3) Theme should be an unconscious message that creeps into your story. It is not necessary to announce what the theme of your book is going to be. Your readers will get it without a diagram from you.

4) You may discover a theme emerging as you write. If that happens, go back and sprinkle in supporting material and delete things that are conflicting to your newly recognized theme. Perhaps you started out writing a sweet boy-meets-girl story but as you went along you realize it has become a tale of how mixed couples are not always accepted in our society. Now you need to go back and take out the warm 'meeting the parents' scene you wrote and change it to a scene where he struggles with a cold reception to support your new theme.

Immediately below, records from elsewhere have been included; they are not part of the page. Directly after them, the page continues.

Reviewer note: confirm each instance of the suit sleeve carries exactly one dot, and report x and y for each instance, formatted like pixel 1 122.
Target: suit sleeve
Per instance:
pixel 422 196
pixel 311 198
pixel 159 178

5) Your theme can change as you progress with the story. If you began writing a story about anger and discover it's turning out to be about greed, go with the flow. Don't stick to a theme that's not working. Just revamp it and go back and change a few details that now don't work.

6) Keep your characters true to the theme. A greedy man doesn't hand out twenty-dollar bills at the holidays. A liar doesn't worry about lying to his wife. A man truly in love doesn't cheat. If your theme is love hurts, the man truly in love is the one who has to get hurt. He doesn't hurt others.

7) Your theme is only one component of your story. Don't be heavy handed. Don't make it a sermon. As the story unravels stay true to your theme but be subtle.

8) On the other hand don't make it so light or veer so far off the path that no one can figure out what the theme is. Theme speaks to common experiences we all share. Man versus nature. Man versus himself. Your story could have more than one theme running at the same time. A piece about a man leaving his wife for a new woman could have the duo themes of 'the grass is always greener' and 'heartbreak makes you stronger'. Concentrate on the more prevail-ing theme that works for your particular tale. Trying to support two themes bogs down the story.
9) Symbols help the reader identify the theme. Let's say your story is about a young woman who yearns to leave her little farm town and live in the big city. Your theme is the grass isn't always greener and your motif is independence. Your symbols for her dream life could be fashion magazines on her kitchen table, pictures of New York City taped to her mirror, or bottles of bright red nail polish on her dresser sitting next to the ratty gloves she uses to milk the cows. Symbols of her current life could be piles of cow dung in the yard, a simple wooden house with fading planks, and an old dog with one ear lying on the porch.

10) Make the end justify the theme. The girl in the example above can't move to the city and live happily every after if your theme is the grass isn't always greener. She's going to have to come to understand the real grit of city living, the value of being close to one's family, and how to love herself for who she is.